Le Cercle de Tübingen

     L'étude des idées exprimées dans les Manifestes nous permet de dresser des hypothèses sur leurs auteurs. La plupart des spécialistes actuels s'accordent à penser qu'ils ne sont pas l'œuvre d'un homme, mais d'un petit groupe d'étudiants et de chercheurs de Tübingen, une ville du Wurtemberg. On l'appelle le «Groupe» ou «Cercle de Tübingen». Il s'est constitué vers 1608 et comprenait une trentaine de personnes passionnées d'alchimie, de kabbale, d'astrologie et de mystique chrétienne. Il comprenait : Johann Arndt, Johann Valentin Andreæ, Tobias Hess, Abraham Hölzel, le pasteur Vischer, Christoph Besold, et Wilhelm von Wense, pour ne citer que les plus importants. Ils formèrent le projet d'une nouvelle réforme, complémentaire de celles de Luther et Calvin qu'ils jugeaient insuffisantes. Deux d'entre eux, Tobias Hess et Abraham Hölzel, s'étaient précédemment impliqués dans un mouvement faisant circuler dans les facultés des ouvrages d'ésotérisme et de mysticisme.

Johann Arndt

     Johann Arndt (1555-1621), que Johann Valentin Andreæ considérait comme son père spirituel, pourrait avoir été le mentor du groupe. Pasteur, théologien, médecin, alchimiste, passionné par Tauler et Valentin Weigel réf. (10), il fut un vulgarisateur de «L'Imitation de Jésus-Christ». Selon sa lettre du 29 janvier 1621 au duc de Brunswick, il voulait détourner les étudiants et les chercheurs de la théologie polémique pour les ramener à une foi vivante, à une pratique de la piété. Ses tendances mystiques se remarquent dans ses sermons sur les Évangiles ou sur le Petit Catéchisme de Luther, et dans son recueil de prières Paradies Gärtlein Aller Christlichen Tugenden (1612). Il a écrit l'un des textes de piété les plus lus jusqu'au XIXe siècle : Les Quatre livres du vrai christianisme (1605-1610). A la fois mystique et alchimiste, il a tenté d'intégrer l'héritage paracelsien à la théologie médiévale, et dans ses livres, développe l'idée d'une alchimie intérieure, d'une renaissance spirituelle. Il est l'auteur d'un commentaire des planches de l'Amphithéâtre de la Sagesse Éternelle de H. Khunrath.

     Roland Edighoffer a montré qu'un passage entier de la Confessio Fraternitatis évoquant le Livre de la Nature est extrait presque mot pour mot du dernier volume des Quatre livres du vrai christianisme de Johan Arndt réf. (11).

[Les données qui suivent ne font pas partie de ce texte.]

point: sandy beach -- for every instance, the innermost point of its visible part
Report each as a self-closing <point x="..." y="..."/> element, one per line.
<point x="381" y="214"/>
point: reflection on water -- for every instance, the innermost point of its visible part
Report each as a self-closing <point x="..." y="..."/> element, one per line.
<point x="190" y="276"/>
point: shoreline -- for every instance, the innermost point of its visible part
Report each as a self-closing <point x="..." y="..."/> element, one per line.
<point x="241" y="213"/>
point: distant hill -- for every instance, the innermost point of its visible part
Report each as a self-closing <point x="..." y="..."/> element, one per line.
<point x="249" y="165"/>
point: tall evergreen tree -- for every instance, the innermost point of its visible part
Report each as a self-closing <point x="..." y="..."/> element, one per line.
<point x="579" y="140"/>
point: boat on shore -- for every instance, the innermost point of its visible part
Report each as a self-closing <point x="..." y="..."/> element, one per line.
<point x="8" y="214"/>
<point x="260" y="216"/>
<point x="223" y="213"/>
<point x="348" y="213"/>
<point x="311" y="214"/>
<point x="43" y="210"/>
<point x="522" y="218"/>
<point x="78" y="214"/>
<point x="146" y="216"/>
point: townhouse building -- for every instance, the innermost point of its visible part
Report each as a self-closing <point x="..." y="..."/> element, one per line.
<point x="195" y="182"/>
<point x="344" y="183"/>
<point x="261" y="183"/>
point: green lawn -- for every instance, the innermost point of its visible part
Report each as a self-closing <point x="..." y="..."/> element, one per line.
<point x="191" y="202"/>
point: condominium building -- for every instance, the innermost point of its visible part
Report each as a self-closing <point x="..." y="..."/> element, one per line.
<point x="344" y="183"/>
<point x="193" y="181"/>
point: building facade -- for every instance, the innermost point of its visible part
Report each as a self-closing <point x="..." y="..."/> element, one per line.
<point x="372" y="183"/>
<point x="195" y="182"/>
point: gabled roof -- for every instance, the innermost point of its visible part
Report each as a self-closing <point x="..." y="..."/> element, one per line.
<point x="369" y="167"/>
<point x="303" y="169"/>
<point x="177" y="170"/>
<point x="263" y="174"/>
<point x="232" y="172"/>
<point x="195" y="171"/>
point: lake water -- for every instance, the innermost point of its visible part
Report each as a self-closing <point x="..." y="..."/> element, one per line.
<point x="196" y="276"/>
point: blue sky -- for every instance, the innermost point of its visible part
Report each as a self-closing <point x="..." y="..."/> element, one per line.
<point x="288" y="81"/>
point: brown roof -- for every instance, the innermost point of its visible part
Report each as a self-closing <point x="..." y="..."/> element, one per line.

Dans son De Antiqua Philosophia (1595), ce dernier insiste sur le fait que ce n'est pas dans la spéculation que se trouve la sagesse, mais dans la pratique, idée qu'on retrouvera dans les Manifestes. Il est considéré comme l'un des instigateurs du piétisme. En 1691, J. Kelpius et ses disciples emporteront ses œuvres vers le Nouveau Monde. Selon une lettre de Johann Arndt retrouvée dans les papiers du théosophe Christophe Hirsch, Johann Valentin Andreæ aurait avoué avoir écrit la «Fama Fraternitatis» avec trente autres personnes. Une autre lettre de Johann Valentin Andreæ à son ami Comenius affirme la même chose. Cependant l'authenticité de ces lettres pose problème réf. (12).

Tobias Hess

     Parmi les membres du Cercle de Tübingen, Tobias Hess (1558-1614) est celui qui semble le mieux synthétiser les divers éléments présentés dans les Manifestes. Membre de l'université de Tübingen, médecin paracelsiste, kabbaliste, philosophe, admirateur de Simon Studion, de Julius Sperber et de Joachim de Flore, il joua probablement un rôle fondamental dans la rédaction de la Fama et de la Confessio. En 1605, il est accusé de pratiquer la naométrie et poursuivi pour avoir fait la promotion du millénarisme dans des publications où il s'exprime en faveur d'une réforme mondiale. La Fama reproduit son idée selon laquelle on peut dire : « Il est faux d'affirmer que ce qui est vrai en philosophie est faux en théologie ». Il fut aussi accusé d'avoir été l'instigateur d'une société secrète. Même si les accusateurs ne donnent pas le nom de cette société, il est probable qu'il s'agit de l'Ordre de la Rose-Croix, dont le premier Manifeste circulait à cette époque sous forme manuscrite.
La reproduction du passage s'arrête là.